岩手県盛岡市の障害者就労支援施設「幸呼来(さっこら)Japan」は、使い古した生地を細く裂いて織り込む伝統工芸『裂き織り』による商品作りに励んでいます。

材料は「盛岡さんさ踊り」で着用された着物や浴衣など。鮮やかな色彩が何色もの糸と重なり合って、カラフルで新しい織物へと誕生します。華やかなコースターやポーチといった小物も作っています。

裂き織りは江戸時代に古着の再利用法として全国に拡大しました。岩手県でも独自に進化してきましたが、近年は担い手が減少。作業を担当するのは15人の障害者。裂いた生地を縦糸に丁寧に端を合わせ、均一な模様を作り出します。見事な腕前と集中力です。

動画引用:【PV】幸呼来JAPAN 〜盛岡さんさ裂き織~

参考:<アングル岩手>岩手・伝統技術「裂き織り」 集中し障害者活躍 河北新報(2022年)

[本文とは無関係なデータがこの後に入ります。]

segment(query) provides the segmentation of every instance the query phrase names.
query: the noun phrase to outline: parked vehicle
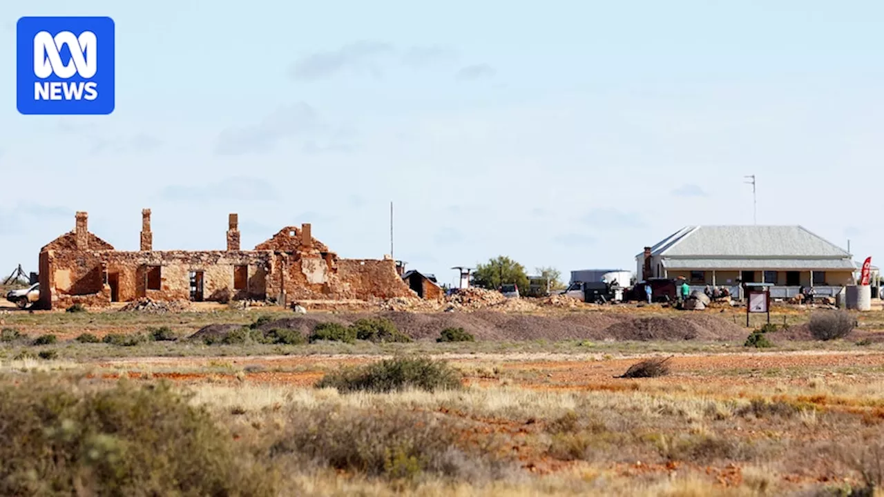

6月11日(土)には、いわて県民情報交流センター アイーナにて行われたいわて男女共同参画フェスティバルにて、障害者の働く場所づくりと、地域の伝統技術の継承に尽力し、地域の活性化に貢献するなど女性活躍の模範となったとして、令和4年度いわて男女共同参画社会づくり表彰にてチャレンジ表彰(環境生活部長表彰)を受けました。

参照:https://saccora-japan.com/archives/670

参考サイト

オンラインショップはこちらのリンクから入れます!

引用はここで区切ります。